The Summit takes place 25 years after the groundbreaking International Conference on Population and Development (ICPD), where 179 governments called for advancing gender equality and securing sexual and reproductive health for all.
A great deal of progress has been made since the original ICPD, including significant improvements in maternal health and expanded access to voluntary family planning.
But many of its aims have yet to be met.
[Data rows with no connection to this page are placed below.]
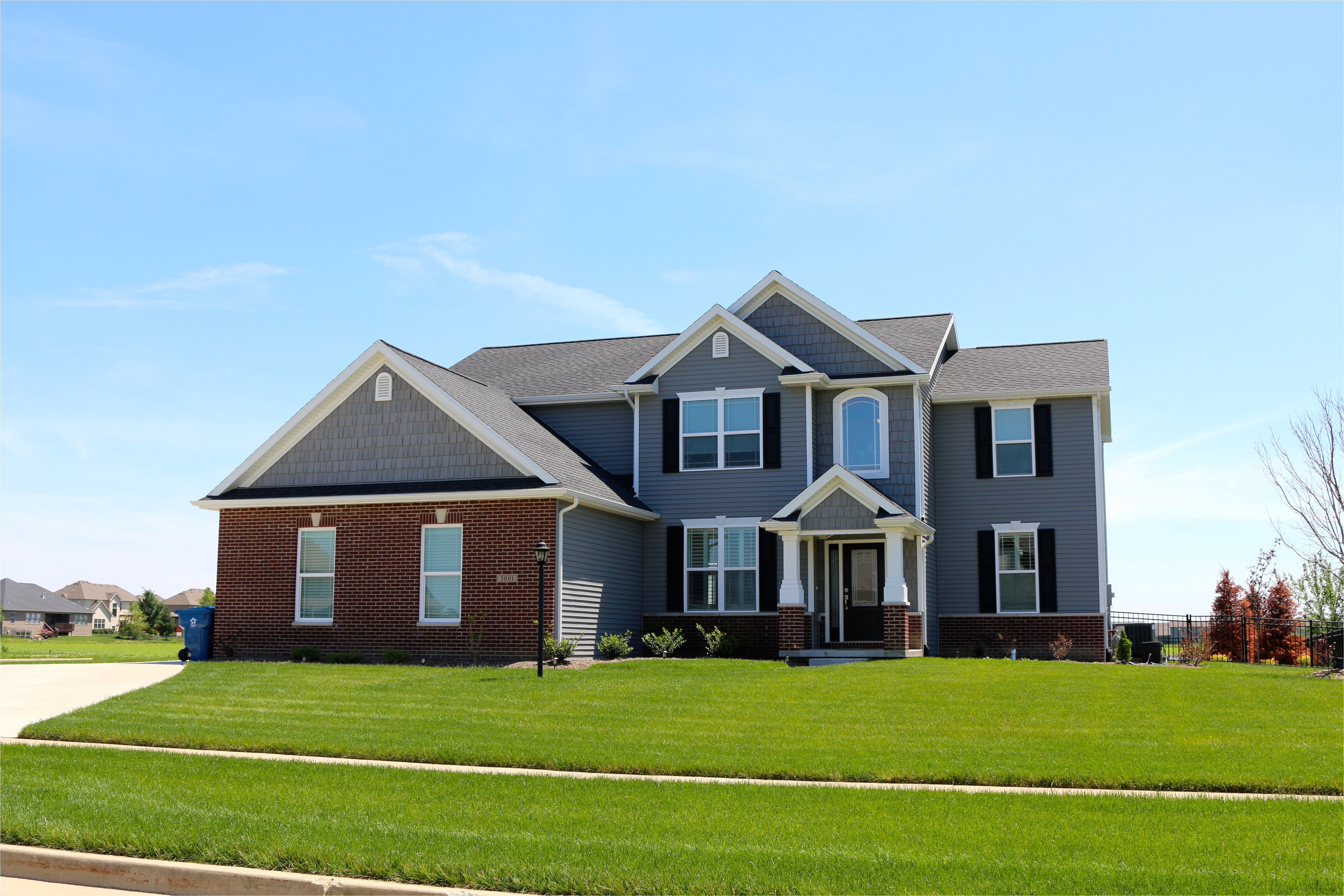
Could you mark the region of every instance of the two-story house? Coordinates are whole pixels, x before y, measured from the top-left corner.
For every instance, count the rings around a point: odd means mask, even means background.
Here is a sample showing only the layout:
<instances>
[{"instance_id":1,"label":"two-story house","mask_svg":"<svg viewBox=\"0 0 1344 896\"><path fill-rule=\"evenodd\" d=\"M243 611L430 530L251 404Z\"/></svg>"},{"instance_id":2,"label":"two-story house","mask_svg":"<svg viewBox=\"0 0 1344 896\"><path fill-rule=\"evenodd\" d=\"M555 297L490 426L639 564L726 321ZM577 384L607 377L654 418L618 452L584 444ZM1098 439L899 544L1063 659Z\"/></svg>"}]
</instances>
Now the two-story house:
<instances>
[{"instance_id":1,"label":"two-story house","mask_svg":"<svg viewBox=\"0 0 1344 896\"><path fill-rule=\"evenodd\" d=\"M952 314L853 321L778 273L681 333L448 368L379 341L194 501L215 637L527 657L546 541L581 656L700 623L793 662L1099 660L1109 388L1102 340L964 349Z\"/></svg>"}]
</instances>

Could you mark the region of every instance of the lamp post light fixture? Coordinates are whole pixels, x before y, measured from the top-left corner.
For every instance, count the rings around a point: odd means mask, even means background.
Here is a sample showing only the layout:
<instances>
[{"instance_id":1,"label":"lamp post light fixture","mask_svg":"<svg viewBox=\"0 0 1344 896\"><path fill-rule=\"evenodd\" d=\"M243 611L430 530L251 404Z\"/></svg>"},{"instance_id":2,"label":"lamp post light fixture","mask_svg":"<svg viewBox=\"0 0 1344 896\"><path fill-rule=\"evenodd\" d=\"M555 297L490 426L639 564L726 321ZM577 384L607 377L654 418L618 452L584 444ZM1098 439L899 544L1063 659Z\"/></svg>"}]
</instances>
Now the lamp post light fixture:
<instances>
[{"instance_id":1,"label":"lamp post light fixture","mask_svg":"<svg viewBox=\"0 0 1344 896\"><path fill-rule=\"evenodd\" d=\"M536 555L536 677L544 672L542 656L546 652L546 557L551 556L551 548L546 541L538 541L532 548Z\"/></svg>"}]
</instances>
The target of reducing maternal mortality by 75 per cent has not been achieved, for instance.
“We still have a long way to go before we can say that we have achieved that goal,” said Arthur Erken of UNFPA, which is co-convening the Summit alongside the Governments of Kenya and Denmark.
A world within reach
The numbers today are humbling.
Every day, more than 800 women die from preventable causes during pregnancy and childbirth, and 33,000 girls are forced into marriage.
Every year, more than 4 million girls are subjected to female genital mutilation.
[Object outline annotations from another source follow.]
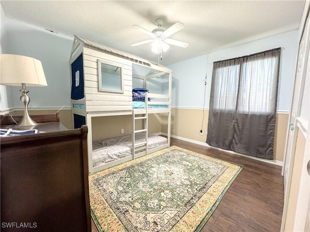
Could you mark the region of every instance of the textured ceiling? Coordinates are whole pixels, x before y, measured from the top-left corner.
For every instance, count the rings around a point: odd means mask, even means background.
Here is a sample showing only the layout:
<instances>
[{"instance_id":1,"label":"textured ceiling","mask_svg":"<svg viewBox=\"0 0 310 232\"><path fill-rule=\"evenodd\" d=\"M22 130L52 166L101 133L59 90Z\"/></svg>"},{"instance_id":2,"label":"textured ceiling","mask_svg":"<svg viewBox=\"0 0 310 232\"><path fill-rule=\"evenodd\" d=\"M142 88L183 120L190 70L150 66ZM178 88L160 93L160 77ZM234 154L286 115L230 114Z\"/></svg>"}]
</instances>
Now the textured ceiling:
<instances>
[{"instance_id":1,"label":"textured ceiling","mask_svg":"<svg viewBox=\"0 0 310 232\"><path fill-rule=\"evenodd\" d=\"M1 0L5 16L71 37L78 35L154 62L150 38L131 27L151 31L155 20L167 29L185 28L169 38L189 43L170 45L160 63L167 65L219 49L298 29L304 0L25 1Z\"/></svg>"}]
</instances>

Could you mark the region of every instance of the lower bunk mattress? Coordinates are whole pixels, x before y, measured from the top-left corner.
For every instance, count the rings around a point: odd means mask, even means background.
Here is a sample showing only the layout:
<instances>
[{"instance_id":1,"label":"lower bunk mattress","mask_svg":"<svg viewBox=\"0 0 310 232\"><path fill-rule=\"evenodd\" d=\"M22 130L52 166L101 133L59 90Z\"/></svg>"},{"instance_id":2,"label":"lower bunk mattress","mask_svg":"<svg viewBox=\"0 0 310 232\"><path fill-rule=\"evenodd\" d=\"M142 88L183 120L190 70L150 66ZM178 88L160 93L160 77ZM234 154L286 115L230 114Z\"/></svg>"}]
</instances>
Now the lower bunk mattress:
<instances>
[{"instance_id":1,"label":"lower bunk mattress","mask_svg":"<svg viewBox=\"0 0 310 232\"><path fill-rule=\"evenodd\" d=\"M93 142L93 167L96 167L104 163L119 160L132 154L131 135L112 139L97 140ZM145 141L145 134L136 134L136 143ZM167 144L167 138L148 135L148 149ZM140 151L142 151L141 150Z\"/></svg>"}]
</instances>

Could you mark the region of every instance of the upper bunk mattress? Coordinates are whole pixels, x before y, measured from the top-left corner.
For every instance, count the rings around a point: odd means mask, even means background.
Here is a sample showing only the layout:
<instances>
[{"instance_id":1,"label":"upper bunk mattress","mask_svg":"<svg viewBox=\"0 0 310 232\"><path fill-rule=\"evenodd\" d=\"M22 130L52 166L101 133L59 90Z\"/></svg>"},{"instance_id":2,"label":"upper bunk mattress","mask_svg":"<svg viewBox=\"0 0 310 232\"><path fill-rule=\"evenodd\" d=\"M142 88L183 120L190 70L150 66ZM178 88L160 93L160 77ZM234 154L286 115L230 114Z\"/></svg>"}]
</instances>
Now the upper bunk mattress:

An estimated 232 million women around the world want to prevent pregnancy but are not using modern contraception.
There is simply no reason for these needs and rights to go unfulfilled, Summit attendees emphasized. The solutions are available; what the world needs is commitment.
And commitments are being made: Participants submitted over 1,000 concrete commitments ahead of the Summit, pledging billions of dollars in funding and kicking off a global roadmap of actions, from policymaking to youth outreach. Thousands more commitments are expected over the next three days.
“The world we imagined is now within reach, but we must join forces to make it a reality once and for all,” said Ambassador Ib Petersen, Denmark’s Special Envoy for ICPD25.
The Summit is designed to be a radically inclusive forum, bringing heads of state together with grassroots advocates and members of marginalized communities.
Thousands of individuals, including faith leaders, youth activists and government officials, took part in consultations at the national, regional and global levels, helping to carve out an ambitious agenda for the conference.
“We need our voices and ideas to be taken seriously,” said Thoko Makawa, 20, during a youth consultation in Lilongwe, Malawi, in August.
“We must make women of African descent visible,” said Johana Bermúdez, in Honduras, at a September event focusing on communities that have been left behind.
“You will be represented there by your government, civil society organizations and youth representatives,” UNFPA Executive Director Dr. Natalia Kanem assured students in Bhutan last month. “Your voice will be heard.”
A decade of delivery
The Nairobi Summit opens just ahead of the “decade of delivery,” the 10-year sprint towards the 2030 deadline of the Sustainable Development Goals.
To achieve these ambitious global goals, the world must secure the well-being of women, young people and marginalized communities, including their sexual and reproductive health.
This means finishing the unfinished business of the ICPD, which will help “to ensure that no one is left behind and to ensure that we reach the furthest behind first,” said United Nations Deputy Secretary-General Amina Mohammed at the opening ceremony. "The ICPD agenda” represents “a critical contribution to the 2030 Agenda and the SDGs.